I had a good interview with Wadie Moore, the assistant executive director for Arkansas’s organizing body for high school athletics, about the enduring issue of incomplete records. Here’s the resulting article:
When Wadie Moore started compiling a record book for the Arkansas Activities Association around 1996, he wanted it to be as comprehensive as possible.
The assistant executive director for Arkansas’s organizing body for high school athletics combed through archives and drew on the contacts he’d made in his decades of sportswriting for the Arkansas Gazette.
All the while, though, Moore knew the record book he was creating told an incomplete story of his state’s athletic past. He knew there had been two high school sports associations divided by race until 1967, when the all-white Arkansas Activities Association integrated with the all-black Arkansas State Athletic Association.
When compiling the book, which includes a list of state champions in various sports and all-time leaders in statistical categories, Moore used official records kept by the AAA dating back to the early 1900s. But he didn’t find any records kept by the ASAA. The paperwork, if it existed, apparently wasn’t transferred to the AAA headquarters. So, Moore didn’t include marks set by all-black powerhouse programs in basketball, football and track like Pine Bluff Merrill, Little Rock Dunbar, Horace Mann, Scipio Jones, Hot Springs Langston and Texarkana Washington high schools.

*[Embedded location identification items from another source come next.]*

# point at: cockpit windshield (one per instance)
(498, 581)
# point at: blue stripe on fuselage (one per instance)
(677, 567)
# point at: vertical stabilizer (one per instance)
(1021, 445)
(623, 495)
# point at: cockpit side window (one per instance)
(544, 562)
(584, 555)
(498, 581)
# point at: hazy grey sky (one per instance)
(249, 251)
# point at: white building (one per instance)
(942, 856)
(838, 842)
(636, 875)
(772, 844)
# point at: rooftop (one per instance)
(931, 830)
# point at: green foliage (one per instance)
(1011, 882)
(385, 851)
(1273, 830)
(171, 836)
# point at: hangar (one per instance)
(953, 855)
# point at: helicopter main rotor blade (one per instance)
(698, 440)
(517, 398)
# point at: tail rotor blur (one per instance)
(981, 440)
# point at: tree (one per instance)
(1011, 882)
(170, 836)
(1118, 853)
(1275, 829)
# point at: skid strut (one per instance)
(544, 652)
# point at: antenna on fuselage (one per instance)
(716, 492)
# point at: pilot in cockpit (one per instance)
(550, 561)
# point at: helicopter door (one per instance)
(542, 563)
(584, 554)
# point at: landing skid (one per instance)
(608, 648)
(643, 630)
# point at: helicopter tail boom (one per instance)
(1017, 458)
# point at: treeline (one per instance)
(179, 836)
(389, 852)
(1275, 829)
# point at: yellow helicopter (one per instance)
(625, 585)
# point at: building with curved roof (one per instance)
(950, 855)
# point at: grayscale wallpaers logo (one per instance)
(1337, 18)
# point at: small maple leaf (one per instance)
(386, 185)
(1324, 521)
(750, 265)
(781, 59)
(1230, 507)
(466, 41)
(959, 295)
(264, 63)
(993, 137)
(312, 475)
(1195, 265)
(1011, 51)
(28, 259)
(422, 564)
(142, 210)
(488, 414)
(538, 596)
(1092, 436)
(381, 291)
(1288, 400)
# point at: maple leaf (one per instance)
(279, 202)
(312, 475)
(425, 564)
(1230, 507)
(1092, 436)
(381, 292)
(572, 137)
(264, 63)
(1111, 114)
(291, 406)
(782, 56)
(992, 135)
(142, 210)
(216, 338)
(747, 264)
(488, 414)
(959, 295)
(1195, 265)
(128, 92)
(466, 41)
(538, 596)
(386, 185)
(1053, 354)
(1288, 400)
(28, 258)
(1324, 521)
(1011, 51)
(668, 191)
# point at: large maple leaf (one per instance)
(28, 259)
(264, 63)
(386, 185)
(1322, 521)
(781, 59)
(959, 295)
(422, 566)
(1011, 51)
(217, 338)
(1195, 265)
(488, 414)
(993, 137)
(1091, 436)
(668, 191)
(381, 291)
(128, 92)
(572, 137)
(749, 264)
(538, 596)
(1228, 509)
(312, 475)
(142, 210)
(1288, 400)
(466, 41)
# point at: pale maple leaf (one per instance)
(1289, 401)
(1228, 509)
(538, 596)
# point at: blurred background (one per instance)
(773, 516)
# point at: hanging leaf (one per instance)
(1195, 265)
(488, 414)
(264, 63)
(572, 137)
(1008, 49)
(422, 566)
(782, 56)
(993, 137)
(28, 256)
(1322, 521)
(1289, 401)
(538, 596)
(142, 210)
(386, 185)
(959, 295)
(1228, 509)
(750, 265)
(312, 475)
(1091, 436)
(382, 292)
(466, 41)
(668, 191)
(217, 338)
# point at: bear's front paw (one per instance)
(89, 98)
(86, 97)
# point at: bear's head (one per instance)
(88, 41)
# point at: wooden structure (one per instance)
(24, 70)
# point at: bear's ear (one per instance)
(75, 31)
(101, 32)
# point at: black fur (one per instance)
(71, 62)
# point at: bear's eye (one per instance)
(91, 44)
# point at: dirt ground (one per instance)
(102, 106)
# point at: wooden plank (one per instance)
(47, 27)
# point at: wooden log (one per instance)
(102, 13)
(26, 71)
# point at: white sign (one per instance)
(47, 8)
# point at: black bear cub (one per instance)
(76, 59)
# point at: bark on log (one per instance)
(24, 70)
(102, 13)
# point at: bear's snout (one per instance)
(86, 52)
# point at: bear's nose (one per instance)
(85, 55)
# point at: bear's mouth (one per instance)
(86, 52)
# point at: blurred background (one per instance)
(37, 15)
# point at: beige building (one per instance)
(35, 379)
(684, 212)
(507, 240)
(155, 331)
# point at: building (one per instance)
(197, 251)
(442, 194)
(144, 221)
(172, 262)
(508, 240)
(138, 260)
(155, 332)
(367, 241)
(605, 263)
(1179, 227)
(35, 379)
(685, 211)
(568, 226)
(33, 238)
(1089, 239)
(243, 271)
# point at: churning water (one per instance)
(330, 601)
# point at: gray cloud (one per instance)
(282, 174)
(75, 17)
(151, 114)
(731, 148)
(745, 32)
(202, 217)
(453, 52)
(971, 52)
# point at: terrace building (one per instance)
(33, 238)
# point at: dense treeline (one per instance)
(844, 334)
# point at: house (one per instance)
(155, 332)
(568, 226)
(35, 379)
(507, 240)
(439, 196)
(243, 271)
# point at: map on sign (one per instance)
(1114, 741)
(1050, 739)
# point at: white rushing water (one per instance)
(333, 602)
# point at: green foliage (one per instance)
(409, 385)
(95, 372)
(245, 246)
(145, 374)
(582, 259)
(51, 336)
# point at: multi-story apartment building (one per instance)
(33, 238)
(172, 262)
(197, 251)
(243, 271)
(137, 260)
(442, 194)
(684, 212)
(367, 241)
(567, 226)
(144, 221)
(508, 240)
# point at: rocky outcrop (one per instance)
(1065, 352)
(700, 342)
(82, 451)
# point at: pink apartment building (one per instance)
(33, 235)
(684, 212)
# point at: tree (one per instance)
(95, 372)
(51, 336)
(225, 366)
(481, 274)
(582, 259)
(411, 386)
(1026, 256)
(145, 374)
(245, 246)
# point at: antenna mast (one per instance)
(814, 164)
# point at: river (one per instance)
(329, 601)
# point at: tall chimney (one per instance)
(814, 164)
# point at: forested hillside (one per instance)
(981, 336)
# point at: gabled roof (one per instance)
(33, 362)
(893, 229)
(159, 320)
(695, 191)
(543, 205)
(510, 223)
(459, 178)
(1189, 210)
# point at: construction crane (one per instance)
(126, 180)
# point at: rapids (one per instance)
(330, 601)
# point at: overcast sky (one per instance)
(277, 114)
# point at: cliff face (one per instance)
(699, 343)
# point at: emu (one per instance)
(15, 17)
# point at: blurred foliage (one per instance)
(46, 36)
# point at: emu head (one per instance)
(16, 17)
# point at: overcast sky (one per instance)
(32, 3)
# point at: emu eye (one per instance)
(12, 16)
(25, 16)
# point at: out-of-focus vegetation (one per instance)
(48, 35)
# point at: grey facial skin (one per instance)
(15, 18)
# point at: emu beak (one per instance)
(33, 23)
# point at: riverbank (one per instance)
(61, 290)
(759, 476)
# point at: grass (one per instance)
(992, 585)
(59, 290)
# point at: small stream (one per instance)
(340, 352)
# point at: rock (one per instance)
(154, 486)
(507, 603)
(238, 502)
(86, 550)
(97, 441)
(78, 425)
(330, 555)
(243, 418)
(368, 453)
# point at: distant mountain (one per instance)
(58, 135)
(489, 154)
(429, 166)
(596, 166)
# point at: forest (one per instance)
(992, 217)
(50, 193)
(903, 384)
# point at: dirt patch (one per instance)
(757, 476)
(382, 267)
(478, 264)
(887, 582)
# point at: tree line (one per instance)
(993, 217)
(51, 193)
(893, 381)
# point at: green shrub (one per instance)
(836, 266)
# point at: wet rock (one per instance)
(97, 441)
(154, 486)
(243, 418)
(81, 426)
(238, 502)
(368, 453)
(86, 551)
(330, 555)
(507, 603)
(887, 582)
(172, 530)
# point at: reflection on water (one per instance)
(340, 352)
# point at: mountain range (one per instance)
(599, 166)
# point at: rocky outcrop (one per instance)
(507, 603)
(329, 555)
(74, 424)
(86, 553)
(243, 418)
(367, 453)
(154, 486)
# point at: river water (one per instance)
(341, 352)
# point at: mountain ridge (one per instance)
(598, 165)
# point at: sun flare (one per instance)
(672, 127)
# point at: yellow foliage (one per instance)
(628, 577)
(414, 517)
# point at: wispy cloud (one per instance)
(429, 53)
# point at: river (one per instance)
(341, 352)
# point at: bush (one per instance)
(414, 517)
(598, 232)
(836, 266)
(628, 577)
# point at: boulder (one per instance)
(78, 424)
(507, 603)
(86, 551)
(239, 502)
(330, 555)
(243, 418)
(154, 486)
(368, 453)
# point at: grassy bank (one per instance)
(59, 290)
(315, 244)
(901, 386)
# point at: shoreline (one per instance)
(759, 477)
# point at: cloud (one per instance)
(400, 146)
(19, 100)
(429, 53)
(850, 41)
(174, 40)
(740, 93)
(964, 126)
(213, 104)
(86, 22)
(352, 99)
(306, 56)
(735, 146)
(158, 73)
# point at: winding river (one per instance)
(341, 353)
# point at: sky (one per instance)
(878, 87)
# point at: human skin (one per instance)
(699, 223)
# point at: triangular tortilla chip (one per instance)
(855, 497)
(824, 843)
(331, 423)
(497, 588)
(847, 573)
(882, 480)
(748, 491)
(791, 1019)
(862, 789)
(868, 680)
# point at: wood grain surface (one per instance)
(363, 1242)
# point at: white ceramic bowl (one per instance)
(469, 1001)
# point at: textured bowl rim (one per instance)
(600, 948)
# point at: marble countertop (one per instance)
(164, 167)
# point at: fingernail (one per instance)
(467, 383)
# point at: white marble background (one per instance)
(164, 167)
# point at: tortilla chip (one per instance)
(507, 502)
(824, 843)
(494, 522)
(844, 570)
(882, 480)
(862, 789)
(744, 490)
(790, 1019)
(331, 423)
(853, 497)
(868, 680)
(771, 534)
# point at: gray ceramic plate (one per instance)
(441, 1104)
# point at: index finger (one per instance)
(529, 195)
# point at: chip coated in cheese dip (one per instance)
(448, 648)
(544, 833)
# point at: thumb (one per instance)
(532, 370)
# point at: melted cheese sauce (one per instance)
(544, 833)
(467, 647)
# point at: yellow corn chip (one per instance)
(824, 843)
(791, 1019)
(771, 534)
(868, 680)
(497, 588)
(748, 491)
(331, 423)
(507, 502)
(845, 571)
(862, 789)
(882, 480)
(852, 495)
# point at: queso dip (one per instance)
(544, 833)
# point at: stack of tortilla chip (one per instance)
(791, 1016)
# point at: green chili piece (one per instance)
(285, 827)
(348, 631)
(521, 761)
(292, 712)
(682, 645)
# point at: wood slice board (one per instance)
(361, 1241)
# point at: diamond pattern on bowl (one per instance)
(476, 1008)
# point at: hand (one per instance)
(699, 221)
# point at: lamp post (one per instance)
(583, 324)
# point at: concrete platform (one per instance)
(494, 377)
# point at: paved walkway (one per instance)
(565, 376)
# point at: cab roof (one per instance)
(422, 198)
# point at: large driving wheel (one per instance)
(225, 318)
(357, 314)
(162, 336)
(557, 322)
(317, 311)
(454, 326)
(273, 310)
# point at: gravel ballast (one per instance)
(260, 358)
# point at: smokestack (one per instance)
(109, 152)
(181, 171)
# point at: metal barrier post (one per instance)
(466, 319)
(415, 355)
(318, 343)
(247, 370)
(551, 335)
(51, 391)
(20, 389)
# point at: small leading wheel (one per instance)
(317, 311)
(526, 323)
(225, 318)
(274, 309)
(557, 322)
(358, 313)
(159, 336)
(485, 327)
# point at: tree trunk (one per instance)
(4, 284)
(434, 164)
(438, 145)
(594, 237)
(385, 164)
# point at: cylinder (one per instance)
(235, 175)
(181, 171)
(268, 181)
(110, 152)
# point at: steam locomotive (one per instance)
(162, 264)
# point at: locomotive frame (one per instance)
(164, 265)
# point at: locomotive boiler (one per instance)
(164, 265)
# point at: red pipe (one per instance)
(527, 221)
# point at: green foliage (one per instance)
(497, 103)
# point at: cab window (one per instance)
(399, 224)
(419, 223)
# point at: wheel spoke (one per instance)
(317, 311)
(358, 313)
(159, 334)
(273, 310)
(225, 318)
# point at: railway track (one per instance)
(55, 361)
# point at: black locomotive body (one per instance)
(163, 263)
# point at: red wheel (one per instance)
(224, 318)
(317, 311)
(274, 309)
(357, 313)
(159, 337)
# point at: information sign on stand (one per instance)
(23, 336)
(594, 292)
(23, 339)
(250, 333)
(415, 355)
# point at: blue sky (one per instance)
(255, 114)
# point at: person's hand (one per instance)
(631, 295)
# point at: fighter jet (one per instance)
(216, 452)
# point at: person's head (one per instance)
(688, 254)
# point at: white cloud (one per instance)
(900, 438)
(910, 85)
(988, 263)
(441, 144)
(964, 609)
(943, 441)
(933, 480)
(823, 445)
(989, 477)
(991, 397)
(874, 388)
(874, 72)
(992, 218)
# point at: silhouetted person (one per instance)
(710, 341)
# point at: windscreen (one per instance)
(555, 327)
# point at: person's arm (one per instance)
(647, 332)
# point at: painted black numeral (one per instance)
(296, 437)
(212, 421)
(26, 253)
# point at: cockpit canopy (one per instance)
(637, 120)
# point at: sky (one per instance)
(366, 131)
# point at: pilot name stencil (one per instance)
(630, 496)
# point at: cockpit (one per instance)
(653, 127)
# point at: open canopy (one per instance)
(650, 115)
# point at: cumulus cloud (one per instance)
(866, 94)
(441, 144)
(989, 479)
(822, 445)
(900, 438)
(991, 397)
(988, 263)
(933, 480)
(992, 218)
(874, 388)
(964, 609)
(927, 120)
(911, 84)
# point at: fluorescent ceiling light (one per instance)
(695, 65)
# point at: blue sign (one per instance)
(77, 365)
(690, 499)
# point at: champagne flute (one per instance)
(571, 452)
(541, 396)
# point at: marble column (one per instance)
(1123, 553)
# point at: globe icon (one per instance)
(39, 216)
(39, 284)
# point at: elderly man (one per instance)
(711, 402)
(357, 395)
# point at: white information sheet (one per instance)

The result affects not only the AAA record book, but all the news reports that use it as a source.
Read the rest of the Arkansas Times piece here.
In researching this topic, I’ve discovered every Southern state has made different degrees of progress in exhibiting the history of its pre-integration, all-black athletic association.
West Virginia appears to have made the most headway of all non-Northern states with a deeply segregated racial past. The border state appears to have the oldest all-black association – dating back to at least 1925 – and today has an active All-Black Schools Sports & Academic Hall of Fame that holds ceremonies to celebrate an aspect of that state’s heritage that likely would otherwise remain vastly under-reported.
In the scope of world history, high school sports isn’t all that significant.
You could study a 1,001 more subjects which have more of an effect on our everyday lives. My wife, who works as a pediatrician, deals with more life and death matters in the course of half of a minute than I will in a lifetime of work.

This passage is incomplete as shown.